KNLF Group Claim Confessions Came by Torture

Four imprisoned members of the Khmer National Liberation Front (KNLF)—a group that advocates for the removal of Prime Minister Hun Sen and his ruling CPP—on Monday told the Appeal Court that confessions given to police last year were extracted by force.

Following a 15-minute trial in April last year, seven KNLF members were found guilty of plotting to overthrow the government and sentenced to between five and nine years in prison. Six other members of the group, including its Denmark-based founder Sam Serey, were convicted and sentenced in absentia.

Men convicted of plotting to overthrow the government as part of the Khmer National Liberation Front are escorted out of the Appeal Court in Phnom Penh on Monday. (Siv Channa/The Cambodia Daily)
Men convicted of plotting to overthrow the government as part of the Khmer National Liberation Front are escorted out of the Appeal Court in Phnom Penh on Monday. (Siv Channa/The Cambodia Daily)

At the Appeal Court in Phnom Penh on Monday, four of the seven were questioned for more than three hours, with each claiming that he had been tortured into giving false confessions.

“Police slapped me, dragged me by the hair, handcuffed me and beat me to confess,” said Suon Phal, a 53-year-old Khmer Krom man who was arrested in Thailand and deported to Cambodia in March 2013 along with his six fellow appellants.

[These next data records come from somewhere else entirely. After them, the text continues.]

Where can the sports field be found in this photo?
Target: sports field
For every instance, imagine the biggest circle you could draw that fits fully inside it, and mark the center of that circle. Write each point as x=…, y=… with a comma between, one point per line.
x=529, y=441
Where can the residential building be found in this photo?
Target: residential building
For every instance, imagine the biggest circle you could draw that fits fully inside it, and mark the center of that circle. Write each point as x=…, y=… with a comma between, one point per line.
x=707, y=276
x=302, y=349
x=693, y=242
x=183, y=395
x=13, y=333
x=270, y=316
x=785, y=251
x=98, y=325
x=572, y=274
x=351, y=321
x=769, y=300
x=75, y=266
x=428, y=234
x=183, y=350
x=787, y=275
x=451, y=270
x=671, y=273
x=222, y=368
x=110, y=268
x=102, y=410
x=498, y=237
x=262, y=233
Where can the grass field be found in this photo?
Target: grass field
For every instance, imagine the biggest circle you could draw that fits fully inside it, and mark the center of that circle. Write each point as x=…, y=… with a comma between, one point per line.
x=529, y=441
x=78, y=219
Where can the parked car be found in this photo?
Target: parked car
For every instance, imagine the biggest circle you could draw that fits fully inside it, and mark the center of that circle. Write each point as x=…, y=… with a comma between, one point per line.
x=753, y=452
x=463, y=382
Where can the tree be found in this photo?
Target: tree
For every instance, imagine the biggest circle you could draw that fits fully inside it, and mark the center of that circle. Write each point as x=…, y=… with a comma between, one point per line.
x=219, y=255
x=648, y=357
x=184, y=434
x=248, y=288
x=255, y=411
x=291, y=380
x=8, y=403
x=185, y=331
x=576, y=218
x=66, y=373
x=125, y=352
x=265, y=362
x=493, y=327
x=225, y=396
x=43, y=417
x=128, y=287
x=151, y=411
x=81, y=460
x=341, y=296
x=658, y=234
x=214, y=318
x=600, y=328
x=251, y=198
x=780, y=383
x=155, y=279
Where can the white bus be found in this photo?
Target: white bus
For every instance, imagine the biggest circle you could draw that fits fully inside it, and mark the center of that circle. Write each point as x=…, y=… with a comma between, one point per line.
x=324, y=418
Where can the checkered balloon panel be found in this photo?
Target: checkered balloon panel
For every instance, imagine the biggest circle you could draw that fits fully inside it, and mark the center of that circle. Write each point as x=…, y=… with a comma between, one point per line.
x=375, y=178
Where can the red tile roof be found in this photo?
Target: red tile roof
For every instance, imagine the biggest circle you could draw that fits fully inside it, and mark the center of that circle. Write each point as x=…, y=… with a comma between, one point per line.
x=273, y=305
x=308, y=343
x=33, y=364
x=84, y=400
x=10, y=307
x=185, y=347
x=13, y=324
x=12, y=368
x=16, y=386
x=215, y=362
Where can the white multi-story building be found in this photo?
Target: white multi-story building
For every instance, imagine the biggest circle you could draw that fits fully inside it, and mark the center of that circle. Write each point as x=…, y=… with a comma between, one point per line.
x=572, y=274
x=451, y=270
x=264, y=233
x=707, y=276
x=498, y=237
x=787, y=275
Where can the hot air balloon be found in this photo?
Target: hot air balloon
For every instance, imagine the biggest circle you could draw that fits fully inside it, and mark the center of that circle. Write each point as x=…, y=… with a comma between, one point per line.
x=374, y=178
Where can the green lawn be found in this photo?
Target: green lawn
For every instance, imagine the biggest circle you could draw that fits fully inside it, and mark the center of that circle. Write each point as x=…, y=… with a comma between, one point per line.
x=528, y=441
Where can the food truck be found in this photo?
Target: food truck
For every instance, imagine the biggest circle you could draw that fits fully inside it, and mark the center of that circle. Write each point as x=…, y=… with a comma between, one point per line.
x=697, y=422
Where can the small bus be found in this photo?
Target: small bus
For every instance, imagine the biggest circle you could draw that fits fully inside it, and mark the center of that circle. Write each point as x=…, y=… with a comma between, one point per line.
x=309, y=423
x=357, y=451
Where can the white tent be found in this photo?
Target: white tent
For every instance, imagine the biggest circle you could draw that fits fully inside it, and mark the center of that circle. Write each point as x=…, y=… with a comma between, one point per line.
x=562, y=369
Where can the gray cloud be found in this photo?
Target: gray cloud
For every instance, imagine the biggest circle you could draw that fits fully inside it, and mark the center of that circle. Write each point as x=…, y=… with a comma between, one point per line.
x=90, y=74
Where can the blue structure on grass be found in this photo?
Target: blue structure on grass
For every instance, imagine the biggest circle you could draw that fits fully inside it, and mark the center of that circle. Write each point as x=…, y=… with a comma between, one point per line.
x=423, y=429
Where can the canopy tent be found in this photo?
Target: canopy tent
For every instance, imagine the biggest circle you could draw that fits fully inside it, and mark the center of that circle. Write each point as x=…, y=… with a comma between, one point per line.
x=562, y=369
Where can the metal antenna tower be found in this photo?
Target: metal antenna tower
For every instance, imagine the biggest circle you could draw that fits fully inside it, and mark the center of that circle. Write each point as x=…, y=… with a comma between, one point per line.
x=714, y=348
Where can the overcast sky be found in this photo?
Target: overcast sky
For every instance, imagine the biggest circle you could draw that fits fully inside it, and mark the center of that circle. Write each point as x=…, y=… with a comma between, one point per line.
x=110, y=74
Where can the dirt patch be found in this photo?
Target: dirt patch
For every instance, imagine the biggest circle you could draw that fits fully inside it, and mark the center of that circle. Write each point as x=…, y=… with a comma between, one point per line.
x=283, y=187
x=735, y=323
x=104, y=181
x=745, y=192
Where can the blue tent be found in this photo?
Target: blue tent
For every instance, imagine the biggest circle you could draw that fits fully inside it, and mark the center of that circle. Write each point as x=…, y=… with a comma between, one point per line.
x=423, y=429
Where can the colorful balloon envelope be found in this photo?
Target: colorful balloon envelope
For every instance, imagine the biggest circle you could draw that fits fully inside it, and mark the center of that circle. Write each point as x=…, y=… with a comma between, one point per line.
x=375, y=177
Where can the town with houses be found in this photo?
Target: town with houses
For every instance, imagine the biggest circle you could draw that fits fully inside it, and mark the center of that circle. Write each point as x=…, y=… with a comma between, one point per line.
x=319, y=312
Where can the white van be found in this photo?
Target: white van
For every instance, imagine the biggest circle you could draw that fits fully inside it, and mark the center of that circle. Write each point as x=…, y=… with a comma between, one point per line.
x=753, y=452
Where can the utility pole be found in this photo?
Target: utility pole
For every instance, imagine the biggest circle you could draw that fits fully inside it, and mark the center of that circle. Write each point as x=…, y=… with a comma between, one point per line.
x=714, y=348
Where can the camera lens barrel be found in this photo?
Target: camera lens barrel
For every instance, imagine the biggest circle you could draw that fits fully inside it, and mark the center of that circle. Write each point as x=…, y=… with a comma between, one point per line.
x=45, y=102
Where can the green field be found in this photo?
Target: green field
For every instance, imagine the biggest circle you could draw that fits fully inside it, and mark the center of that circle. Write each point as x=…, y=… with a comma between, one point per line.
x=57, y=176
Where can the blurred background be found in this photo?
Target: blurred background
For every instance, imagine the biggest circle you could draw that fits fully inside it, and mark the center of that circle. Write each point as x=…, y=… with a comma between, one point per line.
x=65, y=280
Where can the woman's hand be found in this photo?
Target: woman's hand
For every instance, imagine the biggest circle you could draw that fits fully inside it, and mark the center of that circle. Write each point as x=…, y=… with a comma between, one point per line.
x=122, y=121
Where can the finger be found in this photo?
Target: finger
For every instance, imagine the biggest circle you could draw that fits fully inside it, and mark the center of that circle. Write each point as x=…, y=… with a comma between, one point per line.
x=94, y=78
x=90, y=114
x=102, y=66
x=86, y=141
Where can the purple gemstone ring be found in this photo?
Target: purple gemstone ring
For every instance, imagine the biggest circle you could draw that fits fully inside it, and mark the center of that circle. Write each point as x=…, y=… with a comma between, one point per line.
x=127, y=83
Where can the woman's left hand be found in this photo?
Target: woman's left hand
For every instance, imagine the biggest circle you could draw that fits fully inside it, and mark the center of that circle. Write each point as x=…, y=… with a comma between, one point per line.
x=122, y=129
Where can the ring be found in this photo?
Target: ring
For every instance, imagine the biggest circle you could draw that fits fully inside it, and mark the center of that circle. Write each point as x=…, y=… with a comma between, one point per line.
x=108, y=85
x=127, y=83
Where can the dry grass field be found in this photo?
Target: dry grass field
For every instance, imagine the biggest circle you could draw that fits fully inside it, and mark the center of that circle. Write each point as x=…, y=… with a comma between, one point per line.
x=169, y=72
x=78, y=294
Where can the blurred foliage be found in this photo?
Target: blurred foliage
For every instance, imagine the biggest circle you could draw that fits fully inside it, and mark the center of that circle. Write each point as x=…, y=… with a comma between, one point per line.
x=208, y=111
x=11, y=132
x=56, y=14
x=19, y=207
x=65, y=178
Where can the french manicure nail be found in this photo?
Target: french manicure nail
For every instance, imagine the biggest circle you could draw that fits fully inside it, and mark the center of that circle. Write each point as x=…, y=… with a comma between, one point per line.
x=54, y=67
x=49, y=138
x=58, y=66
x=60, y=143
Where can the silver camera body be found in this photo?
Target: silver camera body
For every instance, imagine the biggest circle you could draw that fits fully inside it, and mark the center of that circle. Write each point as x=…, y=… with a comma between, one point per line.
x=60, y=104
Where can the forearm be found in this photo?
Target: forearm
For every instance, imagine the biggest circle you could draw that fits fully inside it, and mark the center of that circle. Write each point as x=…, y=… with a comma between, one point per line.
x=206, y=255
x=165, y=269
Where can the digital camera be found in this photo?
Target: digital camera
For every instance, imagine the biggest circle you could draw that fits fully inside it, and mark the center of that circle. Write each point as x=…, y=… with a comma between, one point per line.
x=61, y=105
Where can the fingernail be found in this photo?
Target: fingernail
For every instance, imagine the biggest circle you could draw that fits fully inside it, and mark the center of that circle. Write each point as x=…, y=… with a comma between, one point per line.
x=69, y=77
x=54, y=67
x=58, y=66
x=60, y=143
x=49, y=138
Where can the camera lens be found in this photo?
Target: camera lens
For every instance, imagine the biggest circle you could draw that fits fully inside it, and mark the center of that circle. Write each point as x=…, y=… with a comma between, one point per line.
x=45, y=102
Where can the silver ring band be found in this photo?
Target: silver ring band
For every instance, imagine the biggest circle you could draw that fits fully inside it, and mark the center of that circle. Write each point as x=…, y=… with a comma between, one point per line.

Also questioned Monday were Suong Sithikun, 52; Khem Ma, 29; and Yin Yav, 56.

“The judicial police officers tortured me, forcing me to say what they wanted me to say,” Mr. Ma said, adding that he had no affiliation with the dissident group.

“Someone had told me that the Front protects human rights and opposes violence. I think the Front is good, but I never joined it,” he said.

Presiding Judge Tithsothy Boraleakh, however, said it was unlikely that police had used violence against the men.

“Please don’t accuse police of forcing you to confess, because the police took oaths in front of the spirit house [inside the Phnom Penh Municipal Court],” she said. “What benefit is there for police to force you to confess?”

The trial of the seven is set to resume at the Appeal Court on May 19.

Along with the 13 alleged KNLF members convicted of plotting to oust Mr. Hun Sen’s government, 10 others were arrested in October 2014 and charged with inciting violence over acts including distributing allegedly incendiary literature and planning a protest outside the Vietnamese Embassy.

Those 10 were questioned at the Appeal Court on April 21 over their request to be freed on bail and are due to receive a decision today.

In December, the KNLF announced that it was drafting a plan to form a government-in-exile. A month earlier, the National Police released a statement claiming that the dissident group was “training terrorist forces to secretly plant explosives near the Thai border” and “topple the government through the use of illegal armed force.”